The “Leather Jacket That Hasn't Been Properly Preserved” Relationship
For ages people have clung to vintage leather jackets, wearing them when appropriate and taking very good care of them. When a leather jacket hasn't been properly maintained, we arrive to our final example: the “leather jacket that hasn't been properly preserved” relationship.

Let’s say that you received a fantastic vintage leather jacket as a gift. You wore that jacket every day when the weather permitted it. Then, one day, you move to a warmer climate and that leather jacket suddenly doesn't serve the purpose in which it was designed.
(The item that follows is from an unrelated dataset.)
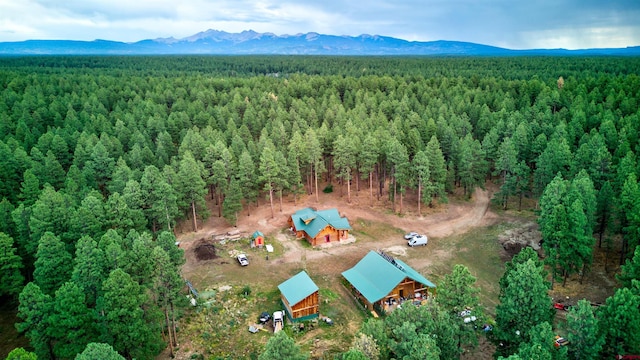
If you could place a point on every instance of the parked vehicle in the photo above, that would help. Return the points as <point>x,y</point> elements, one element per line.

Unfortunately, you left it residing in a moving box stored in your outdoor shed, until one day, you pull it out, and you realize that you haven’t been taking care of it, and it shows. You failed to protect it and condition it. By abandoning the jacket’s simple, yet obvious needs for longevity, you wonder if it will ever be able to be worn again. Will you be able to restore it, to take the time to nurture it back to what it once was, or will it eventually have to be discarded in the trash?

Why in the world have I taken the time to sit here, analyzing and creating lengthy relationship analogies?
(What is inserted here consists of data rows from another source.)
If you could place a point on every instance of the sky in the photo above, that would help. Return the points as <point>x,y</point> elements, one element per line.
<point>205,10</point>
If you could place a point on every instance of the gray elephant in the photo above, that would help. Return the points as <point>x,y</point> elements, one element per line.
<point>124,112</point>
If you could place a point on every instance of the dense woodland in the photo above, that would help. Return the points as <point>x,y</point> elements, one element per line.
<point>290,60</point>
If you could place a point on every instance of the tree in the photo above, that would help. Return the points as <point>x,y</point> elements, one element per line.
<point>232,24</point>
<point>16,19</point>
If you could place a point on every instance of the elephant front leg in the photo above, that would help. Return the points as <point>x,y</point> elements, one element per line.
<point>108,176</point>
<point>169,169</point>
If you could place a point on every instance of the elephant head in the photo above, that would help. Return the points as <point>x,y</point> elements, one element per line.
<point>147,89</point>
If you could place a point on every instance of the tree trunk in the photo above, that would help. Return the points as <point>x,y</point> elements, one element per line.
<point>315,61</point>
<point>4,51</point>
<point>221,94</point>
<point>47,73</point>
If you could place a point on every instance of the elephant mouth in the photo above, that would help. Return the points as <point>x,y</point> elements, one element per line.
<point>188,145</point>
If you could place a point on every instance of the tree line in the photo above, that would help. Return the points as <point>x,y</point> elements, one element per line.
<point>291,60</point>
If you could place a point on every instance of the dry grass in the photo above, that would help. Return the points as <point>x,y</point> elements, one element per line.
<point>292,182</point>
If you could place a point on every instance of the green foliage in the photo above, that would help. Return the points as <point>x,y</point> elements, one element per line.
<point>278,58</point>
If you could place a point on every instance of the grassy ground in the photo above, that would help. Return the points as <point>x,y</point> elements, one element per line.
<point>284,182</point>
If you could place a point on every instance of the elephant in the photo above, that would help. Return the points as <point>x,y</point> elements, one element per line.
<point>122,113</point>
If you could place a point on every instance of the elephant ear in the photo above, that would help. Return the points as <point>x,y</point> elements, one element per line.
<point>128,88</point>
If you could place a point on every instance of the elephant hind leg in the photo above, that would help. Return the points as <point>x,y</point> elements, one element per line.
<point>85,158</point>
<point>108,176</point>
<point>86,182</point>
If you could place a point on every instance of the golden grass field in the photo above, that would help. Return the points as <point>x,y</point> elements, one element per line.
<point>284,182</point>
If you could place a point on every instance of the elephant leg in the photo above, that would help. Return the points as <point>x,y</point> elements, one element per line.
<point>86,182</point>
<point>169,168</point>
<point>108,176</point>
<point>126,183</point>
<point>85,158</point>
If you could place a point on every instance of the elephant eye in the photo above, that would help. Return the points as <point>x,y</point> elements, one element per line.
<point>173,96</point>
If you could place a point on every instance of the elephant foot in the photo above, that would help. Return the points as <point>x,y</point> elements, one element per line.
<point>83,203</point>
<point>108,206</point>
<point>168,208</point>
Only for the most obvious reason that I have had recent encounters with certain friends and/or family that fit into almost each and every example I have put forth in this post.

I reconnected with an old friend who I hadn't spoken with for at least two years. That relationship was like the scotch. Even though we hadn't said one word to each other in those 24 or so months, it was like we never had been apart.

Unfortunately, I've also discovered the sad realization that one of my other most-valued and highly-regarded relationships has turned into the leather jacket. It hadn't been properly maintained and because of that, I’m not sure if any kind of restoration agents will ever be able to revive it; all due to preconceived notions of what one thinks of the other (and vice-versa). I’m hoping it can be saved, but even it can, there’s still the offset chance that it’ll end up turning into the other kind of leather jacket.

On a much more positive note, the relationship I’m most proud of is my marriage, which has turned into the grand piano. Despite minor issues, which are usually addressed and resolved rather quickly, it still plays just as beautifully as it did the first day it arrived, even more so, if I don’t say so myself.

My advice to you is this: it's up to you (as well as it is solely your responsibility) to properly decipher each of your valued relationships, and to treat each of them with the correct and proper manner as mentioned above. And may you be able to successfully restore any leather jackets that currently reside in your shed.